Fotos einer Generation, die in den Krieg zog: Unterrißdorf und der Erste Weltkrieg

Vor einigen Tagen hatte ich die Gelegenheit die Ehrentafel für die Gefallenen u. Kriegsteilnehmer des Weltkriegs 1914/18 – Gemeinde Unter-Rihsdorf zu fotografieren.

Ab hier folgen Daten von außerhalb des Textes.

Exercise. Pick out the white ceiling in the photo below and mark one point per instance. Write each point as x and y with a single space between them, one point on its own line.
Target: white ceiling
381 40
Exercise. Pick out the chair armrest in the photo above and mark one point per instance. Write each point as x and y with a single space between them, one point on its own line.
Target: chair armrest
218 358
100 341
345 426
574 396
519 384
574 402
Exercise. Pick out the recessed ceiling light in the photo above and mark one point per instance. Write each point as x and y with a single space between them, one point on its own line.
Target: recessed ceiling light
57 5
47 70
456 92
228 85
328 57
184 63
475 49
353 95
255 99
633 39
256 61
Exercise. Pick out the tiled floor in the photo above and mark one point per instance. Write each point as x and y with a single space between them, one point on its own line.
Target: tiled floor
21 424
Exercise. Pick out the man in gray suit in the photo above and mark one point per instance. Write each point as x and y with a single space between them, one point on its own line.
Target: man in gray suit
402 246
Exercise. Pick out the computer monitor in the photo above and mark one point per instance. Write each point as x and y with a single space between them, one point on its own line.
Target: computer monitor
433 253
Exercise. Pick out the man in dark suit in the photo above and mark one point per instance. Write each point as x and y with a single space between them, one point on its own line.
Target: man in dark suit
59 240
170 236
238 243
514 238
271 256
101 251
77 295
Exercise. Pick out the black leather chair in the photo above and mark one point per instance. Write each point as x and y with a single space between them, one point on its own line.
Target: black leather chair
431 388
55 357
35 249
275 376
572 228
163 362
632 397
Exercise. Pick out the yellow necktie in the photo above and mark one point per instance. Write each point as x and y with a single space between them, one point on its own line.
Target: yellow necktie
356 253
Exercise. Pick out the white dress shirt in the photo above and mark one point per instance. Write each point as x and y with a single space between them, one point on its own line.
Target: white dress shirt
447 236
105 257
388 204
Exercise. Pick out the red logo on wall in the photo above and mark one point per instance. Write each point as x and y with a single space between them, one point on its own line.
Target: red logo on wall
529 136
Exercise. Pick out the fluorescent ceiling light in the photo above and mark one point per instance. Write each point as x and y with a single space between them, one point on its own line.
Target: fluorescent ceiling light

Unterrißdorf (GOV-Eintrag) ist mittlerweile ein Ortsteil von Eisleben. Auf der Tafel aus stabiler Kartonage werden die Teilnehmer des Ersten Weltkriegs aus dem Ort namentlich und mit Foto dargestellt. Die Gefallenen sind in der Mitte in einem schwarzen Kreuz und an dessen Rändern gesammelt.

Obwohl das Dorf 1910 nur 569 Einwohner zählte, wurden im Verlauf des Krieges 71 Männer mobilisiert, von denen 22 fielen und einer als vermisst bezeichnet wird.

Die Ehrentafel der Kriegsteilnehmer des Ersten Weltkrieges aus Unterrißdorf (zum Vergrößern anklicken)

Die Ehrentafel der Kriegsteilnehmer des Ersten Weltkrieges aus Unterrißdorf (zum Vergrößern anklicken)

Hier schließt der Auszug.